In [1]:
import asyncio
import getpass
import io
import json
import numpy as np
import os
import requests
import sys
import time
from IPython.display import Audio

cartesia_dir = f"/home/{getpass.getuser()}/cartesia-python"
sys.path.insert(0, cartesia_dir)
from cartesia.tts import CartesiaTTS, AsyncCartesiaTTS

In [2]:
api_key = os.environ.get("CARTESIA_API_KEY")

def get_stream_generation(generator):
    audio_data = io.BytesIO()
    for output in generator:
        buffer = output["audio"]
        audio_data.write(buffer)
    audio_data.seek(0)
    return {"audio": audio_data, "sampling_rate": output["sampling_rate"]}

async def get_async_stream_generation(generator):
    audio_data = io.BytesIO()
    async for output in generator:
        buffer = output["audio"]
        audio_data.write(buffer)
    audio_data.seek(0)
    return {"audio": audio_data, "sampling_rate": output["sampling_rate"]}

async def get_async_generation(client, transcript, voice, websocket):
    return await client.generate(transcript=transcript, voice=voice, websocket=websocket)

def display_audio_result(result_dict):
    audio = result_dict["audio"]
    if not isinstance(audio, bytes):
        audio = audio.read()
    audio = np.frombuffer(audio, dtype=np.float32)
    print(len(audio))
    display(Audio(audio, rate=result_dict["sampling_rate"]))

In [3]:
try:
    # there seems to be some weird caching with display(Audio()) when the variable already exists
    del sync_output_socket, sync_output_http, sync_output_socket_stream, sync_output_http_stream
    del async_output_socket, async_output_http, async_output_socket_stream, async_output_http_stream
except:
    pass

client = CartesiaTTS(api_key=api_key)
voices = client.get_voices()
embedding = client.get_voice_embedding(voice_id=voices["Milo"]["id"])
transcript = "Hello!
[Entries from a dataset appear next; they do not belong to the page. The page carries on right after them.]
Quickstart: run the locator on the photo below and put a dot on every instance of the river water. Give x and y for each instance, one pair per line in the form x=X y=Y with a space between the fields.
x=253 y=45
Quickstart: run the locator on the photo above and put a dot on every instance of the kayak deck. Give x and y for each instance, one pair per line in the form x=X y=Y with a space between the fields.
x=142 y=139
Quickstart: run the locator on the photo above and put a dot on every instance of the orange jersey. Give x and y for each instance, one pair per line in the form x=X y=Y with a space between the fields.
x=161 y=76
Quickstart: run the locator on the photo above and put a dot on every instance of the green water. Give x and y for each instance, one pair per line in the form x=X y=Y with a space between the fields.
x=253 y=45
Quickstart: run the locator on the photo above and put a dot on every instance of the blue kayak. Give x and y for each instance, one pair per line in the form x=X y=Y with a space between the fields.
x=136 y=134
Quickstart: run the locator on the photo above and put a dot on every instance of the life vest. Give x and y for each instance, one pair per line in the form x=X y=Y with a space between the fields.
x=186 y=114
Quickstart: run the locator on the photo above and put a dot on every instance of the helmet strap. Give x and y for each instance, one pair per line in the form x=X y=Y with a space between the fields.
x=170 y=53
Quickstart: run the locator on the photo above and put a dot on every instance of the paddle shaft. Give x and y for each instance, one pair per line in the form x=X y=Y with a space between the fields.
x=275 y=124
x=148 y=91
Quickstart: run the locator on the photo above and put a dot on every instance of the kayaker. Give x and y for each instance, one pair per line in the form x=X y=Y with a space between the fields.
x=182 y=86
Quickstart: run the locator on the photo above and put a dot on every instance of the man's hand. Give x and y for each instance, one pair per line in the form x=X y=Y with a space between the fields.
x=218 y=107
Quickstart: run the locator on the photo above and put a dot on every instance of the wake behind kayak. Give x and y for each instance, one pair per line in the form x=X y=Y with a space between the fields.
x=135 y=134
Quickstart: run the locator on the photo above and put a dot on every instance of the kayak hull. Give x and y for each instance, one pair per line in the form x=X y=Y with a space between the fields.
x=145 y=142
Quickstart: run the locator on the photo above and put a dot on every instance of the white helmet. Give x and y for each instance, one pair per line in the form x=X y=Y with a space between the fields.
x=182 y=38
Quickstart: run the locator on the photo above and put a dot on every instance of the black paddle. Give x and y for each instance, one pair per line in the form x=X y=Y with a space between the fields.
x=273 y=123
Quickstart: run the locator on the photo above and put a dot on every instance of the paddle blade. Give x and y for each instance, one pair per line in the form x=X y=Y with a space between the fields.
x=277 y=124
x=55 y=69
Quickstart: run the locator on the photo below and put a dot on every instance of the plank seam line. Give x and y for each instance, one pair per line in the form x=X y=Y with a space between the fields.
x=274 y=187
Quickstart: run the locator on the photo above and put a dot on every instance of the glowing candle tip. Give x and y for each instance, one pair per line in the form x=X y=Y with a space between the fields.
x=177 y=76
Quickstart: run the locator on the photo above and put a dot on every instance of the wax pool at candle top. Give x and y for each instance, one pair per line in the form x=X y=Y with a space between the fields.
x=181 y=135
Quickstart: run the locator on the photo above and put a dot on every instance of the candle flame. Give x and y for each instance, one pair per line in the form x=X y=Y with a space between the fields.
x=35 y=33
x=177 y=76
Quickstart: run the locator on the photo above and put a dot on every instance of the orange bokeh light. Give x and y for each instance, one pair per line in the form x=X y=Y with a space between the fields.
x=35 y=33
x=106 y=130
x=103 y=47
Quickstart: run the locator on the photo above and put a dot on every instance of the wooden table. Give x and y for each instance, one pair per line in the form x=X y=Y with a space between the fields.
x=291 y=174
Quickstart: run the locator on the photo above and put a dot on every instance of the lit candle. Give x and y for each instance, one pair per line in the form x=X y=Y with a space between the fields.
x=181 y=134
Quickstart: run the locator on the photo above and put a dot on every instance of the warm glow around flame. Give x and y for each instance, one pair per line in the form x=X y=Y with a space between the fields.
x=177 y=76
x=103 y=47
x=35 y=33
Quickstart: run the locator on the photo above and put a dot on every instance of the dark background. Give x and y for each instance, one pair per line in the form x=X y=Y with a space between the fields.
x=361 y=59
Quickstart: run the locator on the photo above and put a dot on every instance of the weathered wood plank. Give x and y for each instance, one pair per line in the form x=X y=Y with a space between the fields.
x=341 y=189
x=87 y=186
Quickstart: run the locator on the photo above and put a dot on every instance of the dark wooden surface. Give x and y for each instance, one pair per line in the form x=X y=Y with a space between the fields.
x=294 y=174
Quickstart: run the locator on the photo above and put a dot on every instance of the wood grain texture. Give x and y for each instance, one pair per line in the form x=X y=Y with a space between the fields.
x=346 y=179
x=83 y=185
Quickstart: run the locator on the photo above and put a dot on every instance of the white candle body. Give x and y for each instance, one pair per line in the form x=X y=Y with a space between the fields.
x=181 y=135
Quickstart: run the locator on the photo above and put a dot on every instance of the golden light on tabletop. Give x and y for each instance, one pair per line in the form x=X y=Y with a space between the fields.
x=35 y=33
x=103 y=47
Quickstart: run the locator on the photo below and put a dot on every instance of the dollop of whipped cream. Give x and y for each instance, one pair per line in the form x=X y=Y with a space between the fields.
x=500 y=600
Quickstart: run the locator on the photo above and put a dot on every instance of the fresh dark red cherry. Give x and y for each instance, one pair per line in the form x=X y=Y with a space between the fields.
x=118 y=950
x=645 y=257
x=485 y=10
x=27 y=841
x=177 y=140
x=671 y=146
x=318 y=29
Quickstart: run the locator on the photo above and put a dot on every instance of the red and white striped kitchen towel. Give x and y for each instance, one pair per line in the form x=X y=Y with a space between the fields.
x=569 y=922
Welcome to Cartesia. It is great to speak with you!"

start = time.time()
sync_output_socket = client.generate(transcript=transcript, voice=embedding, websocket=True)
print(f"Sync socket generation took {time.time()-start:.2f} sec")

start = time.time()
sync_output_http = client.generate(transcript=transcript, voice=embedding, websocket=False)
print(f"Sync HTTP generation took {time.time()-start:.2f} sec")

start = time.time()
sync_output_socket_stream = get_stream_generation(client.generate(transcript=transcript, voice=embedding, websocket=True, stream=True))
print(f"Sync socket streaming generation took {time.time()-start:.2f} sec")

start = time.time()
sync_output_http_stream = get_stream_generation(client.generate(transcript=transcript, voice=embedding, websocket=False, stream=True))
print(f"Sync HTTP streaming generation took {time.time()-start:.2f} sec")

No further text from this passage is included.